Ditegaskan, peran ISKA sangat dibutuhkan untuk membangun masa depan Indonesia yang lebih manusiawi.
Ia juga meminta agar ISKA ikut membangun SDM Indonesia seperti yang sudah diteladani para pendahulu.
Sebab nilai kemanusiaan harus berada di atas segalanya.
Nilai kemanusiaan adalah puncak dari pandangan apa pun di dunia ini.
Di Indonesia misalnya, selalu diwarnai oleh keberagaman faham dan agama.
Mozaik perbedaan ini harus tunduk pada nilai kemanusiaan.
ISKA diakui Muhadjir sudah menunjukkan peran yang besar dalam menjunjung kemanusian tersebut.
Ia mencontohkan saat Indonesia dilanda Covid19. ISKA sangat berperan dalam memerangi Covid19, mulai dari memberikan bantuan sosial di berbagai penjuru yang tidak dijangkau pemerintah hingga ikut menyukseskan program vaksinasi.

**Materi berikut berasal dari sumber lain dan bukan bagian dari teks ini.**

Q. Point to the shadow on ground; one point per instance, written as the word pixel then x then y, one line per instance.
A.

“Banyak komunitas gereja yang terlibat secara aktif dalam program vaksinasi. Pemerintah sangat apresiasi. Semoga semua keputusan di Munas ISKA kali ini bisa membantu pemerintah untuk membangun bangsa dan negara,” ujarnya.
Sementara itu, Uskup Denpasar Mgr. DR. Silvester San, Pr mengapresiasi tema Munas yang diusung ISKA Indonesia kali ini yakni “Menjunjung Martabat Kemanusiaan dan Kesetaraan.”
Melalui tema tersebut, ISKA diharapkan mampu memberi semangat dan inspirasi bangsa dan negara agar kemanusian di Indonesia semakin dijunjung tinggi.